00:04:41.200 The first official release of Nokogiri was in November 2008, coinciding with the weekend of Daylight Saving Time. I was quite busy at work, so Aaron released it anyway. Interestingly, in January 2009, we had reached a point where we were evenly split between Ruby and C in our gem. We started out building a pure Ruby gem, but by then, it was about half Ruby and half C.
00:05:03.040 You may wonder how the community accepted Nokogiri initially, especially since Hpricot was so well-loved. There were performance metrics circulating that indicated Hpricot was significantly slower than regular expressions, leading to heated debates among developers about the speed of XML parsing libraries.
00:05:21.120 In August 2009, a notable tweet circulated suggesting that there was a superior alternative to Hpricot which, at the time, felt bittersweet as it marked the essence of software development—constantly advancing the art and improving speeds. However, I felt a sense of sadness knowing that progressed software might replace older works.

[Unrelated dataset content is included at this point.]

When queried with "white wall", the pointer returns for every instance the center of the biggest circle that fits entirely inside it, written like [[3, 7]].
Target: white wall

00:06:17.040 Let's briefly discuss JRuby, which started gaining popularity around 2009-2010. Raise your hand if you use JRuby in production right now. It seems like a decent number of you, but the challenge was that JRuby didn't support C extensions. This limitation meant that anyone using JRuby could not use Nokogiri.
00:06:27.680 At that time, I had a dream of creating a gem that could run on MRI, Rubinius, and JRuby without modification. This marked my 'FFI phase.' FFI, or Foreign Function Interface, is similar to dl but is a pure Ruby library for accessing native code, optimized for performance.
00:06:55.520 Anyway, I spent a substantial part of 2009 rewriting C code in Ruby. This process was extremely painful—over 3000 lines of Ruby code were required to replicate 4000 lines of C code. It was essentially a one-to-one comparison; if this returned null, then that returned one, etc. Rewriting the C code in Ruby was an arduous task.
00:07:35.680 On the positive side, it actually worked; FFI functioned across various platforms. However, I dubbed this process 'segfault-driven development.' Each attempt would yield crashes necessitating using a debugger and Valgrind to resolve issues. Implementing portable string handling proved particularly challenging due to the significant differences in how the JVM manages strings.
00:08:21.920 As a result, FFI code isn't necessarily cleaner than C; it resembles C code transposed into Ruby. The performance penalties were significant as well, and I faced criticism at conferences from people concerned about Google App Engine's lack of FFI support.
00:09:07.440 Ultimately, I decided to abandon FFI. If you are considering using FFI for your gems to support multiple platforms, pay close attention to how you maintain them as the path can be fraught with difficulties.
00:09:25.600 The story quickly moved to installing Nokogiri. Many of you may have experienced installation problems; raise your hand if you have. Great! I have a fantastic announcement: These problems are about to become a thing of the past.
00:09:47.440 We are set to release Nokogiri 1.6.0 today, which will package libxml2 and libxslt inside the gem. It will compile and install those libraries automatically when you install the gem, eliminating installation issues once and for all.